Старый, умудренный жизнью мексиканец с морщинистой кожей, напоминающей древний иссохший пергамент, прихрамывая, вышел из лавки. Чем-то похожий на ящерицу старик с осторожной хитростью, присущей всем провидцам, предложил им предсказать будущее.

— Спасибо, не надо, — отказался Нивен, как раз на этом месте нагнавший Берту.

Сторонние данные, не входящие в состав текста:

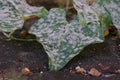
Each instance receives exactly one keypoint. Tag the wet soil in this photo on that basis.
(16, 55)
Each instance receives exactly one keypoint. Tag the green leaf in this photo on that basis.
(12, 13)
(62, 40)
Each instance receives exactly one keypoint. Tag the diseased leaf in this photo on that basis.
(12, 13)
(62, 40)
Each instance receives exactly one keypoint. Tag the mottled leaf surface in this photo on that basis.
(12, 13)
(62, 40)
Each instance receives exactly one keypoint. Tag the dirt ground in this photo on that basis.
(16, 55)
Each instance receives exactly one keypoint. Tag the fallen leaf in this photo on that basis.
(26, 71)
(94, 72)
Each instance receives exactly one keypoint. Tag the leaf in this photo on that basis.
(62, 40)
(85, 12)
(109, 11)
(13, 11)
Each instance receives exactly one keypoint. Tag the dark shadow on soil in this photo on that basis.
(15, 55)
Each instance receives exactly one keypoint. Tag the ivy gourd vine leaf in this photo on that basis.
(12, 13)
(62, 40)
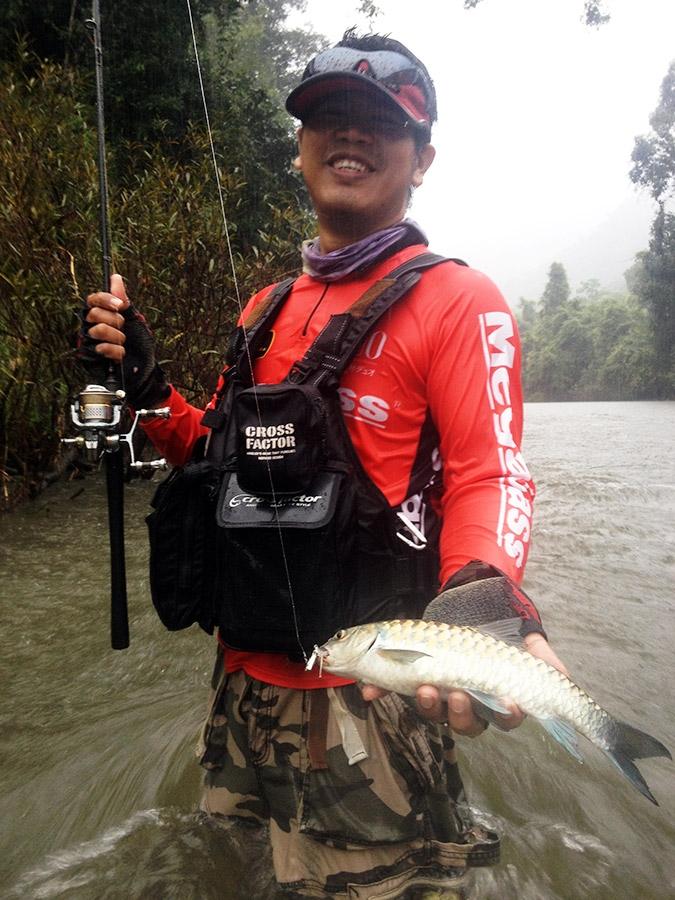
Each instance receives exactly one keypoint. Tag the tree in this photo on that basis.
(654, 154)
(653, 281)
(557, 290)
(653, 277)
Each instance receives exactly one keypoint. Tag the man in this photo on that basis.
(360, 789)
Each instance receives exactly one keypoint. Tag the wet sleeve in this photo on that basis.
(175, 437)
(475, 396)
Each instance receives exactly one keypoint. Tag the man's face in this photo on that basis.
(359, 161)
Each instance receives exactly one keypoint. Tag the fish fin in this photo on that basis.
(564, 734)
(627, 767)
(506, 630)
(402, 654)
(628, 744)
(489, 703)
(636, 744)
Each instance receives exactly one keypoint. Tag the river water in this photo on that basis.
(99, 783)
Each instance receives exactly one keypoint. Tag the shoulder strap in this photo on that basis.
(335, 346)
(243, 346)
(247, 338)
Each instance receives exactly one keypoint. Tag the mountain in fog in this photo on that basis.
(603, 253)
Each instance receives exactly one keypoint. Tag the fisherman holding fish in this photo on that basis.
(366, 432)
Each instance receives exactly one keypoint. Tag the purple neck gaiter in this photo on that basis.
(357, 257)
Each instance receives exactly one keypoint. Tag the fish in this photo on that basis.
(487, 663)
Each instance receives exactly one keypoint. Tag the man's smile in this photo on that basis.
(349, 163)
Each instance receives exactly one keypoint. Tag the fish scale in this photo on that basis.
(399, 655)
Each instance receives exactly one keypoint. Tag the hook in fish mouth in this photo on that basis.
(319, 653)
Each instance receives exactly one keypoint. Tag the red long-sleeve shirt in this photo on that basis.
(450, 348)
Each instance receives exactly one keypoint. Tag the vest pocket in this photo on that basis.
(286, 564)
(182, 535)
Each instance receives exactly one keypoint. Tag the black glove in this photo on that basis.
(480, 593)
(144, 381)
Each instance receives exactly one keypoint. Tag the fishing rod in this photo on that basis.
(97, 411)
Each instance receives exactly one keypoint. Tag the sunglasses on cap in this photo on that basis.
(393, 75)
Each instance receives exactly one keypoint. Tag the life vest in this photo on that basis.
(305, 542)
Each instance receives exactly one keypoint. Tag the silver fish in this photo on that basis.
(487, 663)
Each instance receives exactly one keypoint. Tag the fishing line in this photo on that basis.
(275, 505)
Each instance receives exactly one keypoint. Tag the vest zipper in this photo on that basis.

Но Берта, вскинув голову, с вызывающим видом зашла внутрь, оставив Нивена на аллее. Нивен последовал за нею в надежде, что она из чувства противоречия тут же покинет лавку, а уж тогда он все-таки попытается отыскать нужные слова. Однако Берта уже стояла в глубине мрачной хибары, а старик-предсказатель, разложив какие-то рунические письмена, начал готовить смесь из трав, кусочков потрохов и прочей мерзости, как он уверял, совершенно необходимой для истинности и ясности предсказания. Пучок шерсти бродячей собаки. Лоскуток кожи с лодыжки утонувшего ребенка. Три капли менструальной крови македонской шлюхи. Круглый присосок морского полипа. Поющая океанская раковина. Да и мало ли чего вовсе без названия, неописуемого, ужасного, скверно пахнущего.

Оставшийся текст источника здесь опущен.